J’ai retrouvé mon groupe dont quelques unités sont toujours en prison. Et quelle prison ! Comme les prisonniers sont gens débrouillards (et qu’ils n’ont que cela à faire), ils ont aménagé tout le confort moderne : électricité, poêle, donc eau chaude, nourriture savante et variée (ce matin “mes” prisonniers mangeaient des harengs à l’huile, au vinaigre, à l’ail et à l’oignon à faire crever d’envie les malheureux trop sages qu’une conduite exemplaire condamne aux plats de la cuisine officielle !). Ils n’ont droit ni au vin, ni aux cigarettes, ni à l’alcool, et c’est eux qui vous en offrent ! Un Régiment colonial, c’est à voir !

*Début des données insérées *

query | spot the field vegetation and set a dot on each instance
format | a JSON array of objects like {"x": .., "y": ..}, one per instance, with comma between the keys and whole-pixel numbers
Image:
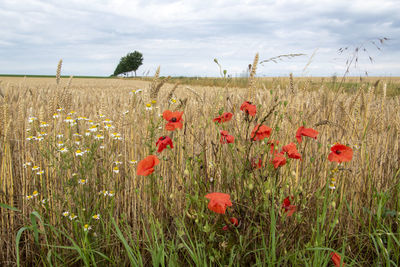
[{"x": 79, "y": 187}]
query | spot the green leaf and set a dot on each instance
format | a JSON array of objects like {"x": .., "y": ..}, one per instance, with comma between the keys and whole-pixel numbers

Ma chérie, toutes ces histoires ne me font pas oublier l’essentiel. Veux-tu que je te parle de toi ? Alors là je deviens fou. J’ai envie de te dire que je t’aime certainement plus qu’aucun homme n’a aimé une femme, que tu es ma merveilleuse petite déesse, que j’adore. Tout ce que j’aime, tout ce que j’apprécie, tout ce que je goûte, tout ce que j’estime n’a de valeur qu’en raison de toi. Tu es Tout.
Et me voici à la sixième page. J’en profite aujourd’hui car désormais je serai sans doute obligé d’être plus bref. D’ailleurs, je ne te dis au fond qu’une seule chose : je t’aime. Il n’est pas impossible que nous changions de ciel sans trop tarder. Si tu ne reçois pas de nouvelles pendant quelques jours, ne t’inquiète pas, c’est que je voyagerai. Ce qui ne m’empêchera pas de penser à toi.
Bonsoir, ma bien-aimée, je t’embrasse et rien n’est suffisant pour te dire mon amour.